Cette chaîne, qui compte aujourd'hui 9.700 abonnés et 750.000 vues, propose une trentaine d'heures de création originale par an, faites à Paris et autour du thème de la capitale, y compris de courtes fictions qui font travailler des auteurs et d'autres petits producteurs extérieurs.
S'exprimant devant la commission "TV connectée" du GESTE, la directrice des développements numériques de CAPA a tiré quelques enseignements :
Quels sont les contenus qui marchent ?
"Ce qui marche auprès des ados, c'est le premier degré. Et il faut aussi absolument utiliser en complément les réseaux sociaux, y compris par les créateurs, et acteurs eux-mêmes".

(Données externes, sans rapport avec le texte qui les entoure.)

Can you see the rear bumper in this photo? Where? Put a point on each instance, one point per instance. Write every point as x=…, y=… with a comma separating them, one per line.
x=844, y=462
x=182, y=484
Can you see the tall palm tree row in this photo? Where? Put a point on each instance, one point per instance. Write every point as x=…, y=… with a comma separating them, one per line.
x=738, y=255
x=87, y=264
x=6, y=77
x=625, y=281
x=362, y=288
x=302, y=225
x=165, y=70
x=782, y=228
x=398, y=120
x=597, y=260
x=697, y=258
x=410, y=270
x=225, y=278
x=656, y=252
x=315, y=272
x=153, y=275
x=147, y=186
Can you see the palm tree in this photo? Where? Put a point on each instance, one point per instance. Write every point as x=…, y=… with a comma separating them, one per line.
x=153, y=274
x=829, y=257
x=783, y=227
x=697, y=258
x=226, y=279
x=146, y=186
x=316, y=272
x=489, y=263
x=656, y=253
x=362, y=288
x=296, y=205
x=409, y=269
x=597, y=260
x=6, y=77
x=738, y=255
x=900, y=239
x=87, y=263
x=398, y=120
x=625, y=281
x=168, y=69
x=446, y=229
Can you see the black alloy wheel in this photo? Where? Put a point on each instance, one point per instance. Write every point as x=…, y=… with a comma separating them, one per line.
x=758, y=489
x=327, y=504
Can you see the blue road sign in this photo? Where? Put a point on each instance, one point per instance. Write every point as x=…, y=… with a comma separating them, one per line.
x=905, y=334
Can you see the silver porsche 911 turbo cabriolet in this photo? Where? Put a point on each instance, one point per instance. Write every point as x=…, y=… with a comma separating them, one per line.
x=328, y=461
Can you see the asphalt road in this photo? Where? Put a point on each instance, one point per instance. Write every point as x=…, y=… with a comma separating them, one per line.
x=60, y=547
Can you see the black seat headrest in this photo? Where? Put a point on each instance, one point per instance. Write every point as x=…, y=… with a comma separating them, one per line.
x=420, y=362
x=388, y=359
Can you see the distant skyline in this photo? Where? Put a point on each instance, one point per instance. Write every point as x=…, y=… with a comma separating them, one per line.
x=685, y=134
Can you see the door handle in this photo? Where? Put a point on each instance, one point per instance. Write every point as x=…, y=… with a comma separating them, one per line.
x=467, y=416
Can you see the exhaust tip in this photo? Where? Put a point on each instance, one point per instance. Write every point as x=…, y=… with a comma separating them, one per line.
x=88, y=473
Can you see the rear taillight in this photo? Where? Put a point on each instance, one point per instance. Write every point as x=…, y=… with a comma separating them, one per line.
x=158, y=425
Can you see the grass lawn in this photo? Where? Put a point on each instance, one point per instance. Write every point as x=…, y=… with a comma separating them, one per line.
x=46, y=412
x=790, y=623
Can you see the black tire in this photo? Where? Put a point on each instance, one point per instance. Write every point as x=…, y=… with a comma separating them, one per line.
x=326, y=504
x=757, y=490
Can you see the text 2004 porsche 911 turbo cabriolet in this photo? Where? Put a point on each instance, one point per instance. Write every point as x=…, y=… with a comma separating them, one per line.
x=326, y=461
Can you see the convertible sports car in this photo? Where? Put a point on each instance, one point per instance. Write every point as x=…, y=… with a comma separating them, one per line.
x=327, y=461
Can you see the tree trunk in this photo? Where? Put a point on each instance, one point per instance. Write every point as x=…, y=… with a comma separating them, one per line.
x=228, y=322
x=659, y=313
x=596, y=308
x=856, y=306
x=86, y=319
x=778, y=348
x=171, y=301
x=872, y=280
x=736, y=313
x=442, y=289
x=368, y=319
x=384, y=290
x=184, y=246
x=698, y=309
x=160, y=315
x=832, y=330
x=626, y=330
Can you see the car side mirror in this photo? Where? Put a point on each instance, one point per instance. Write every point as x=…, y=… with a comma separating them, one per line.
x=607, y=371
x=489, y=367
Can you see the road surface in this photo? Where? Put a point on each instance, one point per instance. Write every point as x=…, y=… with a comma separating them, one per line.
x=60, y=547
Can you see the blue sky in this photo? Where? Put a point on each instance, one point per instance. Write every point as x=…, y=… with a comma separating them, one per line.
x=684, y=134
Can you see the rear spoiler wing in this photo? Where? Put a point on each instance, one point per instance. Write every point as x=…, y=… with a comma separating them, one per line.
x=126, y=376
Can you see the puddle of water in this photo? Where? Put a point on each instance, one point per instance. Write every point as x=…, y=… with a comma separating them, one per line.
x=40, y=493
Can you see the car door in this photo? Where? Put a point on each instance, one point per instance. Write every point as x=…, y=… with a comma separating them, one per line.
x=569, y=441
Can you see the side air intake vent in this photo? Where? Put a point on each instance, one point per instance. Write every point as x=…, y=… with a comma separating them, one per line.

"Pour notre chaîne, nous visons une cible plus âgée (25-35ans) et avons décidé de diffuser des fictions originales comme L'AGENCE, une série qui se moque du monde de la com ou BEFORE, la série de l'APÉRO et fin février, la vie desespérée de GUENA, adaptée du blog éponyme qui traite avec humour du quotidien d'une jeune femme homosexuelle".
Quelle est l'audience ?
- "Tout se joue dans les 20 premières secondes de la vidéo (...) Si on n'est pas convaincant, on perd jusqu'à la moitié de l'audience (...) Le levier de l'authenticité et de la complicité avec l'audience est fondamental".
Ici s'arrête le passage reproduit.